Which brings me to corruption: the plague and scourge of almost every developing country (and every other country, actually – corruption is universal, just like humans are universal). Although, according to many at the World Bank, the IMF and the UN: corruption is the main reason why developing countries are still developing.

The Corruption “Equation”

Economists love equations. Corruption is no different – many papers will quote the following equation from a 1998 IMF paper by Robert Klitgaard:

C = M + D – A

Where “C” is corruption, “M” is monopoly power, “D” is discretionary power, and “A” is accountability.

Or, to put it into actual words: if you have the power to extort a bribe, and you can get away with it, you probably will.

At which point, we can all shake our heads and make noises about either removing the power or not letting people get away with it.

Here’s an infographic:

The facts are pretty clear: corruption feels more widespread to people that live in poor countries. And the implication: corruption is the reason they stay poor.
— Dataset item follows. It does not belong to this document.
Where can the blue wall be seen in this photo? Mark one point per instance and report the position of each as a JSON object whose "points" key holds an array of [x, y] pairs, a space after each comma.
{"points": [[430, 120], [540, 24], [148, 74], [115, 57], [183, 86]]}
But here’s my question: is that the right way around?

Corruption is a consequence

Here is a cycle of events:

  1. Developing countries do not have a lot of wealth to go around.
  2. More importantly, the majority of the country’s citizens are either subsistent, or their businesses are informal and small enough to be invisible to the tax man.
  3. This means that the tax collections are not going to be particularly impressive.
  4. Low tax collections limit the government’s budget.
  5. So public officials are not going to be paid very well, making them very susceptible to bribery.
  6. Limited government budgets also means limited (or non-existent) welfare. So the poor are going to be particularly susceptible to patronage and vote-buying in order to get the benefits that are not being universally supplied.
  7. And low government income means that almost none of it will be spent on the accountants and lawyers that are needed to fight corruption.
  8. And actually, on the topic, politicians are going to be more susceptible to “patronage” from special interest groups (although that seems to be the case regardless of a country’s GDP)…

That’s not to say that larger tax bases always result in lower corruption (they don’t) – but they certainly make it more possible.

In any case, is corruption such a bad thing?

In World War II movies (like Schindler’s List), you see examples of noble corruption – where someone bribes the German soldiers to save lives. By the black-and-white definitions, that’s immoral. And yet…

But we don’t even need to go that far. If we go back to the original equation up top, the “M” of monopoly power refers to economic rent-seeking. Economic rent-seeking is usually accompanied by excessive regulations and laws that permit these “economic agents” to seek rent (ie. bribes). And I’d argue that any kind of regulation can be used for rent-seeking if a public official so wishes.

So let’s say that we’re dealing with a court case somewhere in Africa where the proceedings will take months for a matter that would be decided and cleared within hours in a less-regulated country… Can you imagine how much more difficult it would be for business to operate if they couldn’t ease matters along?

A quote from American political scientist Samuel Huntington:

“In terms of economic growth, the only thing worse than a society with a rigid, over-centralised dishonest bureaucracy is one with a rigid, over-centralised honest bureaucracy.”

In most ways, we should be grateful for the grey.

PS: this post was almost entirely inspired by Ha-Joon Chang’s book “Bad Samaritans”. Specifically, Chapter 8.